So, I've got a little machine with both wired and wireless NICs in it, where I've installed Linux. The wireless NIC connects the machine to my LAN--all is working fine there. On the wired NIC, I set up a subnet so that I can connect another device to that and have the little machine's internet connection shared over that port. I found some great directions for setting that up and that's working quite well too.
The directions I found offered a set of iptables rules that allow NAT'ing between the two interfaces and, as I mentioned, that's working. But the directions envisioned what is the wifi NIC in my set-up as being an internet-facing interface, so it added some additional rules that would block most ports connecting through it (only port 22 was opened). That part of the directions has gotten me into a bit of trouble because, since this machine is on an internal LAN, I don't really need the port blocking stuff--all I need is the NAT'ing stuff.
I already had to explicitly open port 80 on the little machine, since I run a web server on it that needs to be accessible on my LAN. Now I think I'm running into another problem with those rules, since I am now trying to get access to this machine from my LAN on another port and cannot. So, what I want to do is, like I said, keep the NAT'ing rules but get rid of the port blocking rules. Since my iptables-fu is sketchy at best, I wanted to ask here for some help in implementing the right rules for this scenario.

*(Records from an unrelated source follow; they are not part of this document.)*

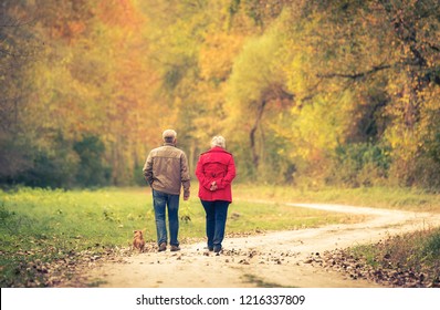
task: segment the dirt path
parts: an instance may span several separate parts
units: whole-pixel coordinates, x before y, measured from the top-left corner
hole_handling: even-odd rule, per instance
[[[440,215],[338,205],[289,204],[323,210],[368,215],[354,225],[332,225],[243,238],[227,238],[224,252],[207,252],[205,242],[182,245],[179,252],[144,252],[90,270],[87,278],[113,288],[252,288],[378,287],[347,279],[306,264],[311,254],[356,244],[375,242],[388,235],[440,225]]]

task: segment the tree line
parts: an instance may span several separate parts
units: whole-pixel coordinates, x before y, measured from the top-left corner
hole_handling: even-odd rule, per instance
[[[3,0],[0,183],[142,184],[167,127],[240,180],[440,188],[436,0]]]

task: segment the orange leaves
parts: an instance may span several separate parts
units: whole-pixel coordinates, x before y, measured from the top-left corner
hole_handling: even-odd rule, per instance
[[[124,29],[139,30],[144,22],[133,0],[103,0],[98,4],[97,14],[104,23]]]

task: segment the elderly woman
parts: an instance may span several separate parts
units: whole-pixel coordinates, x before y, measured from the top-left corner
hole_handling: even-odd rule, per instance
[[[196,168],[199,179],[199,198],[206,211],[208,249],[219,254],[224,238],[229,204],[232,203],[231,183],[235,177],[235,164],[226,151],[222,136],[214,136],[211,148],[202,153]]]

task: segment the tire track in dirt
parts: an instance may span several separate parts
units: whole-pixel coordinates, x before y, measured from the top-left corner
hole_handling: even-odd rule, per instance
[[[86,277],[112,288],[252,288],[381,287],[353,280],[306,264],[311,254],[356,244],[376,242],[389,235],[440,225],[440,215],[324,204],[287,204],[328,211],[360,214],[358,224],[268,232],[226,238],[220,256],[207,252],[206,242],[181,245],[178,252],[144,252],[119,262],[106,262]]]

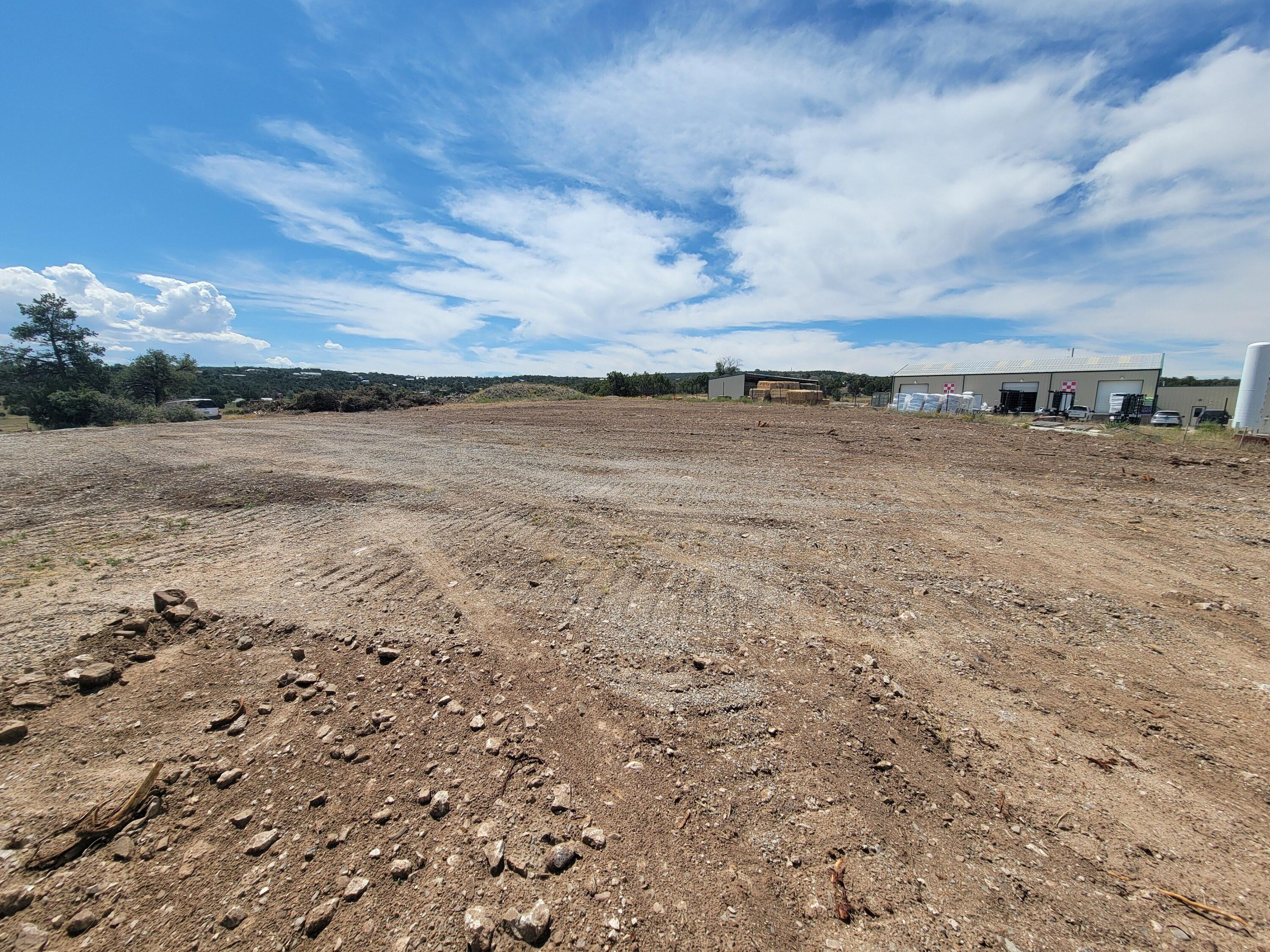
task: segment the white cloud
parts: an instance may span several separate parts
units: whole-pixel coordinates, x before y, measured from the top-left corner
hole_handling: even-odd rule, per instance
[[[1205,9],[1161,1],[1171,17]],[[687,29],[659,20],[490,104],[516,116],[512,154],[464,165],[448,146],[490,128],[462,128],[462,109],[425,123],[419,151],[456,185],[423,211],[359,145],[300,122],[265,124],[278,154],[226,149],[182,168],[297,241],[373,259],[217,278],[240,306],[366,344],[340,353],[319,335],[297,359],[366,366],[401,340],[401,360],[471,371],[690,369],[719,349],[885,369],[1045,352],[1026,329],[1104,350],[1140,350],[1146,334],[1209,367],[1236,360],[1270,294],[1270,126],[1251,118],[1270,52],[1228,41],[1137,89],[1149,69],[1126,51],[1157,28],[1154,0],[912,8],[847,39],[742,32],[718,11]],[[150,333],[230,327],[215,287],[151,287],[152,310],[132,311]],[[102,292],[110,320],[127,325],[128,306]],[[1010,324],[935,349],[806,326],[914,316]]]
[[[159,292],[155,302],[137,301],[137,316],[152,327],[217,333],[234,321],[234,305],[206,281],[184,282],[155,274],[138,274],[137,281]]]
[[[705,261],[679,250],[688,222],[594,192],[484,192],[455,202],[450,213],[494,237],[399,223],[406,248],[442,260],[403,268],[396,281],[518,321],[528,338],[639,326],[648,312],[712,287]]]
[[[179,168],[236,198],[259,206],[296,241],[394,258],[396,249],[357,216],[358,209],[391,208],[370,160],[345,140],[304,122],[269,122],[264,131],[315,154],[321,161],[276,155],[215,152],[185,156]]]
[[[1245,212],[1270,199],[1270,50],[1212,51],[1110,113],[1121,140],[1087,180],[1091,225]]]
[[[83,264],[34,272],[0,268],[0,314],[18,316],[17,305],[46,293],[65,297],[81,322],[95,330],[112,353],[141,347],[194,347],[206,354],[234,359],[269,347],[267,340],[235,331],[234,306],[215,286],[144,274],[138,281],[159,294],[150,300],[112,288]]]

So, the current rules are implemented as follows:
Code:
root #iptables -F
root #iptables -t nat -F
root #iptables -P INPUT ACCEPT
root #iptables -P OUTPUT ACCEPT
root #iptables -P FORWARD DROP
root #export wired=eth0
root #export wifi=wlan0
root #iptables -I INPUT 1 -i ${wired} -j ACCEPT
root #iptables -I INPUT 1 -i lo -j ACCEPT
root #iptables -A INPUT -p UDP --dport bootps ! -i ${wired} -j REJECT
root #iptables -A INPUT -p UDP --dport domain ! -i ${wired} -j REJECT
root #iptables -A INPUT -p TCP --dport ssh -i ${wifi} -j ACCEPT
root #iptables -A INPUT -p TCP --dport 80 -i wlan0 -j ACCEPT
root #iptables -A INPUT -p TCP ! -i ${wired} -d 0/0 --dport 0:1023 -j DROP
root #iptables -A INPUT -p UDP ! -i ${wired} -d 0/0 --dport 0:1023 -j DROP
root #iptables -I FORWARD -i ${wired} -d 192.168.0.0/255.255.0.0 -j DROP
root #iptables -A FORWARD -i ${wired} -s 192.168.0.0/255.255.0.0 -j ACCEPT
root #iptables -A FORWARD -i ${wifi} -d 192.168.0.0/255.255.0.0 -j ACCEPT
root #iptables -t nat -A POSTROUTING -o ${wifi} -j MASQUERADE
root #echo 1 > /proc/sys/net/ipv4/ip_forward
root #for f in /proc/sys/net/ipv4/conf/*/rp_filter ; do echo 1 > $f ; done
root #/etc/init.d/iptables save
I believe, but want to double check here, that something like the following might actually do what I need:
Code:
echo 1 > /proc/sys/net/ipv4/ip_forward
iptables -t nat -A POSTROUTING -o wlan0 -j MASQUERADE
iptables -A FORWARD -i wlan0 -o eth0 -m state --state RELATED,ESTABLISHED -j ACCEPT
iptables -A FORWARD -i wlan0 -o eth0 -j ACCEPT
for f in /proc/sys/net/ipv4/conf/*/rp_filter ; do echo 1 > $f ; done
/etc/init.d/iptables save
Can anyone confirm for me whether I'm on the right track in reformulating these rules and whether using these might result in NAT continuing to work between these two interfaces, but without any port blocking?